To JMK: Regarding The Economic Possibilities of Our Grandchildren

“Grandpa!!! Look at me, I can fly!!!” My granddaughter, Zara, jumped from the roof and gave her new wings a try, a little bit unsteady for the first few feet, then she stabilized for a smooth, 20-second glide across the park, landing in a pile of leaves. A new human flight record for her.

My dad would have been in awe of this moment in which a kid can imagine a new way to soar, then sketch a pair of human wings on a digital tablet, test them in a digital flight simulator, tweak the feather design, iterate on the harness straps and wing geometry a few times, hit the 3-D print button, strap on the wings and then head to the roof for human trial.

And here’s the most important thing: all kids have access to these incredible tools and environments because our public park system first caught up with the digital revolution, and then became a leading force in digital and analogue innovation. Public parks started popping up everywhere because they were open source and 3-D printable. Cities provided empty lots and public printers, then the kids and the with-it adults started building their own parks from scratch or from a template. Everything needed could be printed on the spot, which created immediate gig jobs for construction and safety specialists to put it all together. Once built, the parks were constantly improved and added onto, like a physical manifestation of a wikipedia page. Elder communities started bioprinting Japanese gardens and miniature rainforests. Parks became the epicenter of every public neighborhood. They were a place where entrepreneurs came to build and test their prototypes, and investors followed them, hoping to start a conversation, hoping for a chance to own a small piece of the next big public thing.

The public-private divide was very real, but the gap was more aesthetic than it was economic, more like choosing between UC Berkeley and Stanford. Public communities were more dynamic and there was less empty space, but private communities were quieter. Private neighborhoods still had bigger houses and vehicles, but their parks were pretty lame because they couldn’t keep up with public, open source innovation. Most kids living in private communities paid into the public community development fund in order to access public parks.

How did we get here?

People started the revolution, refusing inequity, exclusion, and racism. Looting became widespread, sometimes from opportunists, but more as an intentional fight against unequal wealth distribution, but regardless, the looting shook communities everywhere to their core. Then, one city at a time, across the country the majority of looters stopped fleeing and demanded mass imprisonment. From prison, they organized and published a wiki manifesto. They wrote that it took individuals to start the revolution, those with willingness to stand up against unjust systems and break unjust laws to raise consciousness, but that it would take organizations to sustain the revolution. The manifesto was more of a technical document than a social one. It reshaped the function of profit, and it redefined shareholders, proposing that the only just for-profit organization is one whose majority shareholder is the public interest, the common good.

This formulation of a just for-profit organization captivated the public and the market for many reasons, and especially because people started refusing to buy anything that wasn’t Certified Public.

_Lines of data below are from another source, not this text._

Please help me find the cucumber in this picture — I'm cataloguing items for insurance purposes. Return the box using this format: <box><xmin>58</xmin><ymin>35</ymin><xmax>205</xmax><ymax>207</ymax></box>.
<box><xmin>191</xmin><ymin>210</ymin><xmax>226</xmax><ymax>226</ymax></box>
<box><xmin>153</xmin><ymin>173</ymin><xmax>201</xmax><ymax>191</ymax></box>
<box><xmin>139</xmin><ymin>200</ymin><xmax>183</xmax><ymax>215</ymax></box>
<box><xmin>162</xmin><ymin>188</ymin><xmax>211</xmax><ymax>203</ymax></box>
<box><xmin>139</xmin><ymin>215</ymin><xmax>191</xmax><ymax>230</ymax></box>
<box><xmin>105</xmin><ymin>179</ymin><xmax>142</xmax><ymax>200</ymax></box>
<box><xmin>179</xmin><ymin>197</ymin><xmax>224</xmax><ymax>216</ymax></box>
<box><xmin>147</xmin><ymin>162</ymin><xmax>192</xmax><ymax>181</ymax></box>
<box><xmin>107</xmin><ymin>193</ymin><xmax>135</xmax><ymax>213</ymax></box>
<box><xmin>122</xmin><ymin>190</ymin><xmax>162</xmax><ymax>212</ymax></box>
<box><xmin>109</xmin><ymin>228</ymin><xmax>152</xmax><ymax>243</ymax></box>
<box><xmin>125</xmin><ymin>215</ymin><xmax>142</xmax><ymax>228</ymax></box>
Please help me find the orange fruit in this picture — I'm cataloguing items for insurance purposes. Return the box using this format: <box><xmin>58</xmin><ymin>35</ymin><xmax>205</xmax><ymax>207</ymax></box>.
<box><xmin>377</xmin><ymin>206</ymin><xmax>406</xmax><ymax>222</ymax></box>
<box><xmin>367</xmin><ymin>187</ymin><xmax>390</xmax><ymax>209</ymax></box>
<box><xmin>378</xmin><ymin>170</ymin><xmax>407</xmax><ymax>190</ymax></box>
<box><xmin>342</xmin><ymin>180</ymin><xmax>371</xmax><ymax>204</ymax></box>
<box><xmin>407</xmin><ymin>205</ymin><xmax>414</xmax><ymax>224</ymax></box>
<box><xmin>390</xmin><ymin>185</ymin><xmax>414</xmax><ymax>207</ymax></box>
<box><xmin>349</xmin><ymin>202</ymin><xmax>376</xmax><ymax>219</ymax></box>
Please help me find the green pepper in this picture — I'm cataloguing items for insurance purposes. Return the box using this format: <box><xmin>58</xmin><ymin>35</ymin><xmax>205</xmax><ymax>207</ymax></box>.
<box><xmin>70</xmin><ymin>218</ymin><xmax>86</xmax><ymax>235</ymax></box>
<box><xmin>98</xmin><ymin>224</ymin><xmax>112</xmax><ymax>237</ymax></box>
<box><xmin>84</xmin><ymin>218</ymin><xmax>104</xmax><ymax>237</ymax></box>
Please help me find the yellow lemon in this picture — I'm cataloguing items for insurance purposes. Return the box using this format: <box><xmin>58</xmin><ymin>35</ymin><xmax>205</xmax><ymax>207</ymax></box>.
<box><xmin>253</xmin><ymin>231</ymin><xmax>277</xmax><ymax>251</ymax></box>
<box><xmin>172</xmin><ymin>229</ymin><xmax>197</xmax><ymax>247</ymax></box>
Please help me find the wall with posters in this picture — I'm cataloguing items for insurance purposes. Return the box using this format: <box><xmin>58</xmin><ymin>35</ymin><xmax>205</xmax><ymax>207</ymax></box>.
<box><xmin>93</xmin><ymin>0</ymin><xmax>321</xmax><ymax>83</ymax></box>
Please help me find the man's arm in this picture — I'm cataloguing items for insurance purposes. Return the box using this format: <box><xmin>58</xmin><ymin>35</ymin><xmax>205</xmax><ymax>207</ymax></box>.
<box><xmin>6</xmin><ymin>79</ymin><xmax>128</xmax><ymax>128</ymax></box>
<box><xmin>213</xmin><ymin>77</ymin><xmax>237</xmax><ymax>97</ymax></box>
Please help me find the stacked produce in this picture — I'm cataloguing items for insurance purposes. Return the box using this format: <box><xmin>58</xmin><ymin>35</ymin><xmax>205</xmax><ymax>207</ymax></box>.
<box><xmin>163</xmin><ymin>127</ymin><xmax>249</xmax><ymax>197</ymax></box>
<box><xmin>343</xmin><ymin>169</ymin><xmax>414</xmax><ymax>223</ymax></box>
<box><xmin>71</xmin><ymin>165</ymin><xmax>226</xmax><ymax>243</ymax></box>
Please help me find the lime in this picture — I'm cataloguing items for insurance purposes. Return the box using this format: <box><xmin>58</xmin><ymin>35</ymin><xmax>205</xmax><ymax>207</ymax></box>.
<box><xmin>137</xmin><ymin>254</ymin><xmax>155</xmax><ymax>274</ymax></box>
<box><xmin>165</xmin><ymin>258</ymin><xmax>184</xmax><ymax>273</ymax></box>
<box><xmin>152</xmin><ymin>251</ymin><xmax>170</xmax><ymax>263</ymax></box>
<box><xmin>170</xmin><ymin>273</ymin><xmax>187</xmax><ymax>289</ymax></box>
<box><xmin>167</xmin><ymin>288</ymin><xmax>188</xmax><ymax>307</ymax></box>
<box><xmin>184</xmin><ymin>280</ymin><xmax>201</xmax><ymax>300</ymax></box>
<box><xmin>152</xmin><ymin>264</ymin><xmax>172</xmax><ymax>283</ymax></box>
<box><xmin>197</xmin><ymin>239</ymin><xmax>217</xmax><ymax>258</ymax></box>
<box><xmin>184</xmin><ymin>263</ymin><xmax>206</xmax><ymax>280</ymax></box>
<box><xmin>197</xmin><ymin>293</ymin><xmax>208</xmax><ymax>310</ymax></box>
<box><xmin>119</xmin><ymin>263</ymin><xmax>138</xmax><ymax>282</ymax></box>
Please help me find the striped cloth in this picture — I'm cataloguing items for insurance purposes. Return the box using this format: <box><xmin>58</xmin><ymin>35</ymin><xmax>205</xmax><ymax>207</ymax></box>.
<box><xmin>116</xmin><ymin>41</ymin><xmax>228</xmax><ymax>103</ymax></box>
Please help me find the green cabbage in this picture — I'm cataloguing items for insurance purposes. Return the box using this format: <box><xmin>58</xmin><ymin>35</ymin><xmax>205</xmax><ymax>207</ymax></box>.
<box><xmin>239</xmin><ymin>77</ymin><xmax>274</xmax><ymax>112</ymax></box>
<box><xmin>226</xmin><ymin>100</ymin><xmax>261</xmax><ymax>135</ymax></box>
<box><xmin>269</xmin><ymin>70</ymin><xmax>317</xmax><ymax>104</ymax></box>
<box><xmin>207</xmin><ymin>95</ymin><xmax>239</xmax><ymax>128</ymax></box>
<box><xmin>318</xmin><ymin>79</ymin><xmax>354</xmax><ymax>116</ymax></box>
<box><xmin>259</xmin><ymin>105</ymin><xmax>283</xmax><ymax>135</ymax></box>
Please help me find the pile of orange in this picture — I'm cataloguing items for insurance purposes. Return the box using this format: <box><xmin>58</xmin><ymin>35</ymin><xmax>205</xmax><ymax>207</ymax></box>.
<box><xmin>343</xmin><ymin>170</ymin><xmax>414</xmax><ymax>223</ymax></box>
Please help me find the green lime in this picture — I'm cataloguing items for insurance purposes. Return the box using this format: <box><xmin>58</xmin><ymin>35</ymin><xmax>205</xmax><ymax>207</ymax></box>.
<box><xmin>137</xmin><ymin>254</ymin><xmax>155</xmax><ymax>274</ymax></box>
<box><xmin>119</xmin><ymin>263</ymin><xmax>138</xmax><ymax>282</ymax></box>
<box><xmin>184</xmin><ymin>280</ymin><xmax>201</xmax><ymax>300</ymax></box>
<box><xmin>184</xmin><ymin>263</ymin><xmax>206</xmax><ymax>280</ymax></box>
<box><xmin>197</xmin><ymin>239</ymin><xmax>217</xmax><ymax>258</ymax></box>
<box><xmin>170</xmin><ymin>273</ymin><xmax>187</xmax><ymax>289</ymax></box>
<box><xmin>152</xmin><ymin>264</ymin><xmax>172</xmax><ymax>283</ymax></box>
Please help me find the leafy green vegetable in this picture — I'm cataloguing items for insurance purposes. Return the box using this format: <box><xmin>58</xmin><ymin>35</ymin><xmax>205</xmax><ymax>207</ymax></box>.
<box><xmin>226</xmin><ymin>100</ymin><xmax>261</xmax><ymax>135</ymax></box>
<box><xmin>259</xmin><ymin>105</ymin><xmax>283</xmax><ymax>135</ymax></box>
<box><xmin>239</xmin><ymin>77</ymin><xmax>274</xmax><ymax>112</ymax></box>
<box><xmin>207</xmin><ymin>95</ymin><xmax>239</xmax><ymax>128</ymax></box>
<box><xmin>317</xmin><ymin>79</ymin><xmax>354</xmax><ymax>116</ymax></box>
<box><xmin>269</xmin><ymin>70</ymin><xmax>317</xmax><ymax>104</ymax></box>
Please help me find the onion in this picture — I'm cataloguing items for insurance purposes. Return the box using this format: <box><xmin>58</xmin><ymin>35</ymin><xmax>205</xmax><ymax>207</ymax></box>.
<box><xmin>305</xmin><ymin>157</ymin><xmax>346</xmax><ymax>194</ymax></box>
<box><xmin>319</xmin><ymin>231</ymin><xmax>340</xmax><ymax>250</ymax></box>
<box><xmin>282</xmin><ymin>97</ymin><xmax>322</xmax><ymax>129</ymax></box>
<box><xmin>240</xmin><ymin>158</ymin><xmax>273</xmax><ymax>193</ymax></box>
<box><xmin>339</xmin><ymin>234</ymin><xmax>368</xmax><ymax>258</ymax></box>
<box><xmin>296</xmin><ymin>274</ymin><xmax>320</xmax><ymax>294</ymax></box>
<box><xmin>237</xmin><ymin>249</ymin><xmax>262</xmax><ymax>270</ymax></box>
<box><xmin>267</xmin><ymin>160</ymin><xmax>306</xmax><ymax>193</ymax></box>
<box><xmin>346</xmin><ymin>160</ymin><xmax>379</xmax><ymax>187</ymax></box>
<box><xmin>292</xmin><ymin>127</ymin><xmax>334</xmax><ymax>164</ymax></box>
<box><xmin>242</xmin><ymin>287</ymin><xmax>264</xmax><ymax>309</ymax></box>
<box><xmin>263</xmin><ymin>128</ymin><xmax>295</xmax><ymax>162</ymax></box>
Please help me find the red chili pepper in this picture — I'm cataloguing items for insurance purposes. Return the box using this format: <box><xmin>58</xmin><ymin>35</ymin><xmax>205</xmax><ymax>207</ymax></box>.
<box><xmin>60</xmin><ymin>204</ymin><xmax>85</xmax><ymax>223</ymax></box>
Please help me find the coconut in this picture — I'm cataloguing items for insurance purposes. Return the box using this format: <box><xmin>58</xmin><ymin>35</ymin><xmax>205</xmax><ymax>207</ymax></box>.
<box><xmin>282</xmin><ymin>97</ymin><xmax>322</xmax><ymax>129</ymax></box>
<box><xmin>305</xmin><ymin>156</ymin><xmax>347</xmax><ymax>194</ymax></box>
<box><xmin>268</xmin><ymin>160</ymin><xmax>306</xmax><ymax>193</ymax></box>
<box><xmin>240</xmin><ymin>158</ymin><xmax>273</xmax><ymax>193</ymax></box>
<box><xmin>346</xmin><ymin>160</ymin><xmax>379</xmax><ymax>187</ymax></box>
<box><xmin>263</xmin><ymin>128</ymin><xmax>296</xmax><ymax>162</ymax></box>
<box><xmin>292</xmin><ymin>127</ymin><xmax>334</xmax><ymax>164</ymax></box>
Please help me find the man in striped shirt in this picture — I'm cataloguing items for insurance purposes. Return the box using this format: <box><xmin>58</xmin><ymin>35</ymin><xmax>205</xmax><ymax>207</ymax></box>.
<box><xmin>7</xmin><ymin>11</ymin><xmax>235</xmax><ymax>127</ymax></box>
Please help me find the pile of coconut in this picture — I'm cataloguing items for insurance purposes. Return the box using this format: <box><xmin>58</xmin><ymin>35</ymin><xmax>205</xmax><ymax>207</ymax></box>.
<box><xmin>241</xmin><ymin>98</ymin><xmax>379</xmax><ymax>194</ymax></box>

A new ecosystem of investors and entrepreneurs formed, and a new generation of public-private startups emerged. 3-D Printed Public Parks was one of the first.

I wish my dad and John Maynard Keynes would have been able to see this golden age.

Zara returned from her flight path with a big grin on her face, led me to the roof, strapped her wings on my back, and said, “your turn, grandpa.”

4 thoughts on “To JMK: Regarding The Economic Possibilities of Our Grandchildren

  1. Incredibly creative, Eli — as I have come to expect! This sentence caught my attention: “They wrote that it took individuals to start the revolution, those with willingness to stand up against unjust systems and break unjust laws to raise consciousness, but that it would take organizations to sustain the revolution.” Are you an individual starting a revolution? an organization sustaining? a bridge from one to the other? Thanks for a great post!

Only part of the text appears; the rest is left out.